On Fri, 5 Dec 2003, Jesse Reynolds wrote:
Why do redirectors worsen the situation?
Depends on what the redirector does. Provided it only adds options to the URL and does not modify the URL there is no problem.
But if the redirector modifies the host compontent of the URL or the URL-path then there is even less information to the web server/application on what the original URL was in the browser and a bigger risk for mismatches.
We change the hostname and port of the URL in the redirector. We have to do this because we have different backend web servers for different paths (eg www.host.com/app1 is redirected to internalhost.host.com:8080/app1 )
Isn't this the purpose of a rediretor when squid is in accelerator mode?
We are on 2.5 so can't use Front-End-Https: unfortuntaly, but that sounds more elegant that what we're doing. We have gone ahead and are tacking a SSL=1 param on the end of the URLs if they were accessed with HTTPS, this is working well for us, if a bit ugly.
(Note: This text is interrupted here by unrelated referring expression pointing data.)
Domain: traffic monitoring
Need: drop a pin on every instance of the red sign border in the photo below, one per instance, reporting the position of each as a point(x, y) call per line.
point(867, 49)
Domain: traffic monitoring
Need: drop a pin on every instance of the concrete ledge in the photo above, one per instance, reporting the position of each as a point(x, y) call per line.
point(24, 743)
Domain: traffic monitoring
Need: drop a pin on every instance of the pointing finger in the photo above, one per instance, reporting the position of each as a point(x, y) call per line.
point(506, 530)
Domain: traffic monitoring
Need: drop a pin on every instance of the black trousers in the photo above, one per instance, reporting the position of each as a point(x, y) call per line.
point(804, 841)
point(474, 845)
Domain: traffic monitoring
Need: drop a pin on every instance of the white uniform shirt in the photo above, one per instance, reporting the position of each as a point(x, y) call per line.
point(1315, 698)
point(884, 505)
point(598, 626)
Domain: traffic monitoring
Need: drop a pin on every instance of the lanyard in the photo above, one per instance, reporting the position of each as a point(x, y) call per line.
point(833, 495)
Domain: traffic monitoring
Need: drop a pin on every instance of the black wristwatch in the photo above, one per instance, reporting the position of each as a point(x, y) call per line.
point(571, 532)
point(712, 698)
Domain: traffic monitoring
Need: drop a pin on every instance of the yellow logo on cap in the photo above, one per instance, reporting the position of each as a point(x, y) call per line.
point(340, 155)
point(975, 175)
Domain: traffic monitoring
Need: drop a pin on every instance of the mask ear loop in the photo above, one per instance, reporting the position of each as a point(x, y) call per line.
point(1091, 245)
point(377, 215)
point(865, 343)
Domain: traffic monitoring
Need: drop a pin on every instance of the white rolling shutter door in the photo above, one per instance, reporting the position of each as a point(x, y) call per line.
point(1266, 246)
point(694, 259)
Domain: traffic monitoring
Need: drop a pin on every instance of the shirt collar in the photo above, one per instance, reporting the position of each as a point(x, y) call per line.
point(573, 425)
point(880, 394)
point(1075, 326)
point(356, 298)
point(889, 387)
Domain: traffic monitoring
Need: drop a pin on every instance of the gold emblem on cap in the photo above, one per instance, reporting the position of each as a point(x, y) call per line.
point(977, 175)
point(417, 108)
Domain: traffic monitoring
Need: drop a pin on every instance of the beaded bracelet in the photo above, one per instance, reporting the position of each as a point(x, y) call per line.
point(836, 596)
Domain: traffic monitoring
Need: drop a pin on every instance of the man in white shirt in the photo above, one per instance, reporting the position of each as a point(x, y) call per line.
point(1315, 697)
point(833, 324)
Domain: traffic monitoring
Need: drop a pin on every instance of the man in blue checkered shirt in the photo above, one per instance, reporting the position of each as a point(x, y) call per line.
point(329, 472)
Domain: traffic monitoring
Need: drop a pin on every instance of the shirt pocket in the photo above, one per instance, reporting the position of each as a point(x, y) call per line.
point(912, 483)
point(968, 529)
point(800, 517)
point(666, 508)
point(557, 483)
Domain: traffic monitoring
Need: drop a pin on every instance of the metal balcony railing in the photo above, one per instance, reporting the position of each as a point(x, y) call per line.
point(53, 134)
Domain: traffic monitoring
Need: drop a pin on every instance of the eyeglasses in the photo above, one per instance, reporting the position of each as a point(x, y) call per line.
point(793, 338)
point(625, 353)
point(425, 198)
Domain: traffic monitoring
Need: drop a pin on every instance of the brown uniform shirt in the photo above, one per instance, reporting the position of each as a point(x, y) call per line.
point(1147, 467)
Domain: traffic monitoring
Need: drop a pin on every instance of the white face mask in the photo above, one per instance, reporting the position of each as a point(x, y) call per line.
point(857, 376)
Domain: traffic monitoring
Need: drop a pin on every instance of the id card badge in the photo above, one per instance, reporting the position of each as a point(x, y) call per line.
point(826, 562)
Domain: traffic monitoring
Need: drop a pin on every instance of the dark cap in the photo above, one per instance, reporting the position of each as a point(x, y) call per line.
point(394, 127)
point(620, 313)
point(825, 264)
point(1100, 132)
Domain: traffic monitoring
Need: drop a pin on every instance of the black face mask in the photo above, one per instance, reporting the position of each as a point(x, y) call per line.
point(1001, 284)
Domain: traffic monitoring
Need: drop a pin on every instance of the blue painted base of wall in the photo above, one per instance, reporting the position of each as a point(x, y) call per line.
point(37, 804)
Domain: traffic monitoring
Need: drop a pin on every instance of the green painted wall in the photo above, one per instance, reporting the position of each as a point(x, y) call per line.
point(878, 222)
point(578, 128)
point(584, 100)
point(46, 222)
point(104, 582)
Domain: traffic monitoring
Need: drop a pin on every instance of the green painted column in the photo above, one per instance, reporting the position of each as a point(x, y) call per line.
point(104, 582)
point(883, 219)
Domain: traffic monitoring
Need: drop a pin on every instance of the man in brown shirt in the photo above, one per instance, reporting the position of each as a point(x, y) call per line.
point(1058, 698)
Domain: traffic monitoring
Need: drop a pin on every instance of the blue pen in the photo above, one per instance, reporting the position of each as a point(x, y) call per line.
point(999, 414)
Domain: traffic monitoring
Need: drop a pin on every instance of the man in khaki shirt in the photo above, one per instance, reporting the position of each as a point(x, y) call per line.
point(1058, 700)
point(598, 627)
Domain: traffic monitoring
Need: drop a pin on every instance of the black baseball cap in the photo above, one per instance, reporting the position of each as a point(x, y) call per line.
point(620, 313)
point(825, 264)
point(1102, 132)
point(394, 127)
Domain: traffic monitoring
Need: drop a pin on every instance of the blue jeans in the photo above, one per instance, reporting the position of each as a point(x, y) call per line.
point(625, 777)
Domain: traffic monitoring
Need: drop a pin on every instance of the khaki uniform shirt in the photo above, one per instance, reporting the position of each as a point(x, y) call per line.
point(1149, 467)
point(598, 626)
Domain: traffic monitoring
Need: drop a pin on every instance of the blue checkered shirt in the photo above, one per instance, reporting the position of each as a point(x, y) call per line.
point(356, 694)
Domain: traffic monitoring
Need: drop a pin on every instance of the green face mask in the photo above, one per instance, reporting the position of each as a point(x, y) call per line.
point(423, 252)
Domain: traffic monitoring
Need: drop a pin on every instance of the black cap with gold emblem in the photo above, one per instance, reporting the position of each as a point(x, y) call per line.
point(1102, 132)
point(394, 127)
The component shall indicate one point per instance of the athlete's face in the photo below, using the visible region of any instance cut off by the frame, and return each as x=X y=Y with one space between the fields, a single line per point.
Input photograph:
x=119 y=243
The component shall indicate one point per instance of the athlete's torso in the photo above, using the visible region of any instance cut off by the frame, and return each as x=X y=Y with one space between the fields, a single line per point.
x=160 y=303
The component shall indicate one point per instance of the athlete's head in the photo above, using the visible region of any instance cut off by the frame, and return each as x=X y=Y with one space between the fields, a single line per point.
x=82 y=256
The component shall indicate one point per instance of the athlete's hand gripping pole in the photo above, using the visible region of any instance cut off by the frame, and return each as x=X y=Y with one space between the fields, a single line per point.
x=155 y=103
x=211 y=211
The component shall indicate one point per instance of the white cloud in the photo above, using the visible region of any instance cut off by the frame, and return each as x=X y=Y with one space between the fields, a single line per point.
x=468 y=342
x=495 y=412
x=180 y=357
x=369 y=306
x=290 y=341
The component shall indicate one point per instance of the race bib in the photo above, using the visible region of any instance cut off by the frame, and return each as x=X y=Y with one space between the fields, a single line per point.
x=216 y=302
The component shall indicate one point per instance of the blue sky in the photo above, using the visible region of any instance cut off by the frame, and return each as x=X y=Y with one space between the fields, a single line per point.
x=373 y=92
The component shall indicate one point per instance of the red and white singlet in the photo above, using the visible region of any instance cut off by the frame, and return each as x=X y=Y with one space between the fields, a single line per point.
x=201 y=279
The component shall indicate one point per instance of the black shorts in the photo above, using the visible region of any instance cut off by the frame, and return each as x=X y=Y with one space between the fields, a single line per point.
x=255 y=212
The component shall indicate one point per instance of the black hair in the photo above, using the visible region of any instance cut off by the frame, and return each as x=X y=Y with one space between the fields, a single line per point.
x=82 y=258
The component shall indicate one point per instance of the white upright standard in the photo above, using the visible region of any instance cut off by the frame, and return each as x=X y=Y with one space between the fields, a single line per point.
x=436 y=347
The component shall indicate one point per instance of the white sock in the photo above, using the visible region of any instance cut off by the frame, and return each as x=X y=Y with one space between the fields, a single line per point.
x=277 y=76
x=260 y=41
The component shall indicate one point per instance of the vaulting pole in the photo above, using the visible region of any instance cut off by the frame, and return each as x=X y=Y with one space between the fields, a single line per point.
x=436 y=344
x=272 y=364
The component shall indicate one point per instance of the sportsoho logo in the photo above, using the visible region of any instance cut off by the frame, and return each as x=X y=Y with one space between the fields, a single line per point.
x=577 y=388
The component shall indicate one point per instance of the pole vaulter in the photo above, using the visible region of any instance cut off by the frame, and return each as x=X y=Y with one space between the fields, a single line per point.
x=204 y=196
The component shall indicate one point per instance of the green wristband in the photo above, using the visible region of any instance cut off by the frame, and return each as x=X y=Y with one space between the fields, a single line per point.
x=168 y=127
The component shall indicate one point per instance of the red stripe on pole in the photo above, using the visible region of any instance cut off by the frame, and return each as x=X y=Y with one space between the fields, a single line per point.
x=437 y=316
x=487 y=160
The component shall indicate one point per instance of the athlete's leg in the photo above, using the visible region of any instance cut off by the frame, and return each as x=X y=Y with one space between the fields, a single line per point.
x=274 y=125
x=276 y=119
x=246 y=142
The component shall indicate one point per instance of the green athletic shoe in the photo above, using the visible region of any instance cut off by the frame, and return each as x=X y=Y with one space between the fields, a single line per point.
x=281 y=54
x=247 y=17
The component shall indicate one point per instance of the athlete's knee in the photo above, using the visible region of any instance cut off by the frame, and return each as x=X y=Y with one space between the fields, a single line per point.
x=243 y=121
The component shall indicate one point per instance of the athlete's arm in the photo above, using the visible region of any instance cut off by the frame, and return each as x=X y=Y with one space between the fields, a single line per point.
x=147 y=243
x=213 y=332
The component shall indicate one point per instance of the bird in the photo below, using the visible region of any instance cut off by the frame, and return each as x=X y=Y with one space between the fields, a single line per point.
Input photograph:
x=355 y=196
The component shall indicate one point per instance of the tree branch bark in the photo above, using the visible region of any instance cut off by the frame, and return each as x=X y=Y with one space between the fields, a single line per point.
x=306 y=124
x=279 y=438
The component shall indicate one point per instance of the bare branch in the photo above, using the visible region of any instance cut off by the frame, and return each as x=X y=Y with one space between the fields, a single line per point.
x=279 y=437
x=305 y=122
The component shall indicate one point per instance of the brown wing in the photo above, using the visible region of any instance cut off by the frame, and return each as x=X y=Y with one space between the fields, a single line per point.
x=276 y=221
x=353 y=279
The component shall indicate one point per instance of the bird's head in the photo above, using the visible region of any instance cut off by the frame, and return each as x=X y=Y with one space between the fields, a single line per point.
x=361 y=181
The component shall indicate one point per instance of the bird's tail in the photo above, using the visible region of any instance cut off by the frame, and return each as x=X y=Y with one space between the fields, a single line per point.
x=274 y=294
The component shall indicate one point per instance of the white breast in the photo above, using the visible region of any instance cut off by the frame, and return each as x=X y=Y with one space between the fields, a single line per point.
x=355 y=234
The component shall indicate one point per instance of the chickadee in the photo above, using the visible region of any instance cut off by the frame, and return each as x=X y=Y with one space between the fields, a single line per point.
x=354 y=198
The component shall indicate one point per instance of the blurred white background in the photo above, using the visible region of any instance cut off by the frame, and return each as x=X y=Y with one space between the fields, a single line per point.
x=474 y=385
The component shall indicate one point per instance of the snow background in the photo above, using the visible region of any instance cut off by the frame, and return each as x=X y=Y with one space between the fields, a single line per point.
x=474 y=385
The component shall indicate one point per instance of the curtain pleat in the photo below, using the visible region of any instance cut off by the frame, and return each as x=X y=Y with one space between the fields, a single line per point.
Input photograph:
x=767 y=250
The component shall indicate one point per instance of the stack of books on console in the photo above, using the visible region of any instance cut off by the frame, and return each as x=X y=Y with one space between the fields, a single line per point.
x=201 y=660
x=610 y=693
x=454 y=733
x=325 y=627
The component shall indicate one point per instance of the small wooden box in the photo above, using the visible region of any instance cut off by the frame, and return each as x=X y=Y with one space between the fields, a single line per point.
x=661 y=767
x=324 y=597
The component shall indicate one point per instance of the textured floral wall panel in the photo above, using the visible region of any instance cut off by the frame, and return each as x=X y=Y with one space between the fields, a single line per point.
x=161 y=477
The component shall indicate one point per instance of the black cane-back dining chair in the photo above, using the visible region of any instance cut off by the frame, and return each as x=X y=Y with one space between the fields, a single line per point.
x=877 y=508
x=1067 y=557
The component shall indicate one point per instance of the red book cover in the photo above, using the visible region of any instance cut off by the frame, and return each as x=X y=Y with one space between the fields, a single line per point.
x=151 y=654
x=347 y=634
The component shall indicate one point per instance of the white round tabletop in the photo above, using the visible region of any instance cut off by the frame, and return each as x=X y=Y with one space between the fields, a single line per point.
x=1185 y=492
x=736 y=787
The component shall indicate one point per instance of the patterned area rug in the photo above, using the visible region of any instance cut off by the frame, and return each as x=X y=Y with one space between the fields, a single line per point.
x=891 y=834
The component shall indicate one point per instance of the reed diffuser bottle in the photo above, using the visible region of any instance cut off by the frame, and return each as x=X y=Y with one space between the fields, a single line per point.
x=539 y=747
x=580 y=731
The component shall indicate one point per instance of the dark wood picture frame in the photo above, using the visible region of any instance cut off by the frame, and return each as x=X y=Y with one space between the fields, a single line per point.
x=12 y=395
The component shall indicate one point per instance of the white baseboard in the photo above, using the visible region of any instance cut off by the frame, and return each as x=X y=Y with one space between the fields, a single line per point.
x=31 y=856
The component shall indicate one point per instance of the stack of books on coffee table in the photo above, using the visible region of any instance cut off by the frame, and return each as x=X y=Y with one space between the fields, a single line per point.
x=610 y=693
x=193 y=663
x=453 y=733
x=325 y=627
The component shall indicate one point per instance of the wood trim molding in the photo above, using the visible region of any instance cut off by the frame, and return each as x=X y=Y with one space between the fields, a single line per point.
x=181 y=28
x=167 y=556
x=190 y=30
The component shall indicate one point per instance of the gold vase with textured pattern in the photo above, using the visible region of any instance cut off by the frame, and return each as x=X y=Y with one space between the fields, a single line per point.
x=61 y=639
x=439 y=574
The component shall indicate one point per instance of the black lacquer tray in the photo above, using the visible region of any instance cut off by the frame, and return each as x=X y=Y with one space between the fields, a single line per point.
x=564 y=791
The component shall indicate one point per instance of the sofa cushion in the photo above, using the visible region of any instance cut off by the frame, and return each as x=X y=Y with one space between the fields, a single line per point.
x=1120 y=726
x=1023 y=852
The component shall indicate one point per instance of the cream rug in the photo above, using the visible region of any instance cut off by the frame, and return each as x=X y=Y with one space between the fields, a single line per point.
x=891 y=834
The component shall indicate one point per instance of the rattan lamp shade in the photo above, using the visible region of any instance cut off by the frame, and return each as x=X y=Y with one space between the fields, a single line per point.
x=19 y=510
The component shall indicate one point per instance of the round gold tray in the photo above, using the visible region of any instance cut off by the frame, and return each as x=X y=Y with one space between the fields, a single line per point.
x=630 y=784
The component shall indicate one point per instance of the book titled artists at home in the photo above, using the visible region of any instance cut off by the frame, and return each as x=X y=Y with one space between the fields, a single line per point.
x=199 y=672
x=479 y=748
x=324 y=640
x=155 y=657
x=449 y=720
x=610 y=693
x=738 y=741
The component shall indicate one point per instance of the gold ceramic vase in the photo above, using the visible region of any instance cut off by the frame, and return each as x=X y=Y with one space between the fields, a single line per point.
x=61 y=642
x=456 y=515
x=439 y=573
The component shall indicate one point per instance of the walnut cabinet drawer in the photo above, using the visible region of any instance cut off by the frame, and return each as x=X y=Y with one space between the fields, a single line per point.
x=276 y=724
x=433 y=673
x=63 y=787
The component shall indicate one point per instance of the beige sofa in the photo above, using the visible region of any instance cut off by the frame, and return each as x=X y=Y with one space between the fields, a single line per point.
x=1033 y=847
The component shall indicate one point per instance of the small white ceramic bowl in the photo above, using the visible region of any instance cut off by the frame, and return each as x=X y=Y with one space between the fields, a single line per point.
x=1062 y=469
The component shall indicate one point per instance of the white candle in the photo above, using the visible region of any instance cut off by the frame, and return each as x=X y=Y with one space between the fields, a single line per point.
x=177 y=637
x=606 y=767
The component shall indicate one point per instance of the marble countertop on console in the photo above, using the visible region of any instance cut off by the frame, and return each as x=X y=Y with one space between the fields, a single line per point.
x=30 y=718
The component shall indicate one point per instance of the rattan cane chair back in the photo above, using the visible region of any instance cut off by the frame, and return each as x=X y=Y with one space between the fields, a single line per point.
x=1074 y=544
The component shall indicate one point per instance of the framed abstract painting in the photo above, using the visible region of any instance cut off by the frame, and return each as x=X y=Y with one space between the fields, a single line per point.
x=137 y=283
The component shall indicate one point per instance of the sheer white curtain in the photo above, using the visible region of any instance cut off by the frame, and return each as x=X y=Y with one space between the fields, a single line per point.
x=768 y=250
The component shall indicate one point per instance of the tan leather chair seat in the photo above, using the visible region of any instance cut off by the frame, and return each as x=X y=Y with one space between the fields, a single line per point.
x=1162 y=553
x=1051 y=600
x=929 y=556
Another option which you might be able to try is to rewrite the URLs into https:// and configure the web server as a parent proxy (but remember to disable server-side persistent connections). This will make Squid send the full URL to the server including protocol, not only the URL-path + query.
Ah, interesting. Can you do this in combination with a redirector to separate different path to host relationships? ... Wouldn't the web server try and encrypt the response if it gets a https? Or does it decide whether to encrypt or not based other headers?